Unísono verbal y la oda grasienta de los rótulos de los de siempre

Como lobo estepario, Agueda se jactaba de salirse con la suya cuando alguien, aunque fuera por si acaso, se afanara en comprenderla. Pero aunque supiera lo cualquier no negaría en dar por cierto, a menudo sentía que la herida de Paris, que había sido en ella antes de comprender lo que se es para casi instantáneamente querer ser sin limite alguno, estaba demasiado expuesta.
Conforme con la universalidad a favor del propósito, ella estudiaba cómodamente las probabilidades de afamarse en línea recta, sin demasiado recuerdo. Cuando no intentara, estaría siendo y viceversa.
Mientras adolescía, Agueda soportó el pesar de una métrica diferente que de a ratos hería toda la superficialidades a las que había sido sometida desde la cuna. Y ya en carne viva, descubrió que cuanto más enmudecía, más le sonreía su propia debilidad a propósitos ajenos.
Desconociendo la razón, y ya sumida a aceptar cualquier trato, fue la versión malvada, candente e inteligente de sus propias princesas aniñadas, pues reconocía que habría en ella más épica que fantasía.
Cuando tuvo edad para verificar lo que su andar implicaría, brotó de sus propias mamas la inspiración que necesitaba para salvarse del prejuicio hasta que tuvo piernas para sostener un indiscutible don al respecto.
Sus propios demonios se habían encargado de hacerle probar la revancha, pero dando cátedras con sorpresivas, de a ratos, sin dejar lugar a descansos.
Estaba ahora dejándose llevar por un brillo real para no perder el instinto femenino, pues quien más puede determinar que se necesita para curtir como personal ese hacer del provocar que poseen algunas sin ánimos de humildad. Ella demostraba que no existe psicología que explique con cuanta culpa nos invitamos a observarla, pues duele que sea así tan deliberadamente. Nos molesta que sepa que sensaciones pueda generar en nuestros cuerpos.
Pero había algo oscuro en ella infrahumano y compulsivo que rayaba lo obsesivo, y para poder evitarlo había que alcanzar un status social alto, aunque muchos no quisieran hacerlo, pues sus ojos llameantes tenían un rango de visión superior, y estaban, a todo momento, dispuestos a quemar.
A menudo al observarla, se podía llegar a compartir deseos y sentimientos, pues, cuando se lo pretendía, ella era un todo. Un antes y un después literal.
Cuando su perfume, absolutamente distintivo, circulaba por el ambiente, se lo percibía como un miedo frío que recorría la espalda.

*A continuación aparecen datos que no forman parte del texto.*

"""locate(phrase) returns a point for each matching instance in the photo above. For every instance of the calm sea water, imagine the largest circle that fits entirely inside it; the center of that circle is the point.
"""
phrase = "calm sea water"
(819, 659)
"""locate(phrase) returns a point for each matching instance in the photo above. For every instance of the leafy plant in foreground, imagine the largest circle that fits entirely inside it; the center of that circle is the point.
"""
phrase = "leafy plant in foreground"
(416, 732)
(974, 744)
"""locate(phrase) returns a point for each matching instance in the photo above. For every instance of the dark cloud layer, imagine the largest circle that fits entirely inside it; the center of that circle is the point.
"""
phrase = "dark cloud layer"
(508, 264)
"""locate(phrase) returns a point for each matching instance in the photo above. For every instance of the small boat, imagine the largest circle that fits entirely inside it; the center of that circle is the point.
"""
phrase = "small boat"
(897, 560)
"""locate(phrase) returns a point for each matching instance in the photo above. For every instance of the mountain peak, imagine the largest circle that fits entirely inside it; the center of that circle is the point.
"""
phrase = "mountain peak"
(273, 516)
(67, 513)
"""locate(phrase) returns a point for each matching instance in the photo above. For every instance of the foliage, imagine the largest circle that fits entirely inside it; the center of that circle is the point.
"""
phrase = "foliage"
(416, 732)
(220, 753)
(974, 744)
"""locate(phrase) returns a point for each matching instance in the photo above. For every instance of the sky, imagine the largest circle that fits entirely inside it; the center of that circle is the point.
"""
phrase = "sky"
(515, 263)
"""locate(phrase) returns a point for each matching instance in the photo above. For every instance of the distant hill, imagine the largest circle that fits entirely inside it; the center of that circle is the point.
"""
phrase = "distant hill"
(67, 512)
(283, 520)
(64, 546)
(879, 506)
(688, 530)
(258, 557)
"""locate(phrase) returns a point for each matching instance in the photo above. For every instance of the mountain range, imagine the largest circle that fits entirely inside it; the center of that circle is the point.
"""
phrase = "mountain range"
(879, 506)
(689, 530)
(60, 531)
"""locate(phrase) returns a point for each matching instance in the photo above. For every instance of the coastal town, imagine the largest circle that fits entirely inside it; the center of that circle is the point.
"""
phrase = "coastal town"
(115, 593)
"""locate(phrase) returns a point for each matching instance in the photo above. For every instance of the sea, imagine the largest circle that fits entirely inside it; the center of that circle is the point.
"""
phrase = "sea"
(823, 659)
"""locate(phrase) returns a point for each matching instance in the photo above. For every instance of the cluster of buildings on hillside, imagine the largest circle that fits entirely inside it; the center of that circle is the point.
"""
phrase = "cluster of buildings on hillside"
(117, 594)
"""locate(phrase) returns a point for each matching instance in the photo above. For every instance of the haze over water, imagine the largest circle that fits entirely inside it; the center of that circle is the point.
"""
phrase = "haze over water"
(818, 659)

La atmósfera cambiaba y el aire se contaminaba de su gen malvado. De a ratos hacía volar y perder en el ensueño de la experiencia, para dar lugar a la caída, y una vuelta a la realidad un tanto distinta.
Cualquier mujer que se le enfrentara podría sufrir la más dulce de las derrotas o la peor de las pesadillas.
La más dulce consistía en ser destruida por sus músculos, como lo verificaba a simple vista su particular aptitud tanto física como genética, pues hacía temblar a multitudes con solo darle tono a sus bíceps. En el peor de los casos, podrían llegar a ser victimas de su arma más letal, su propio desenfreno sexual.´
Estaba ahora posando, pues ella no descansaba nunca. Haciendo más llamativa su propia presencia, a tono desvergonzado, luciendo una pollera cortísima que sus piernas no merecían. Su propósito al descuido era una experiencia que invitaba al no se acerquen tanto que arde, e imponía ese respeto que tiene que ver con el miedo a ser devorado.
Todo se basaba, ahora, en la experiencia visual, y sin necesidad de zoom se hacían evidentes dotados contrincantes en ella, pero el despecho con el que hacía muestras de su inquietud lustrando la silla, era ya demasiado desmedido para los allí presentes tan atrapados para el que vendrá.
Agueda cantando el placer con monosílabos. Agueda enjugando la silla. Agueda haciendo hazaña la chanchada. Agueda y su fruto al descubierto. Agueda regalando al público su trofeo.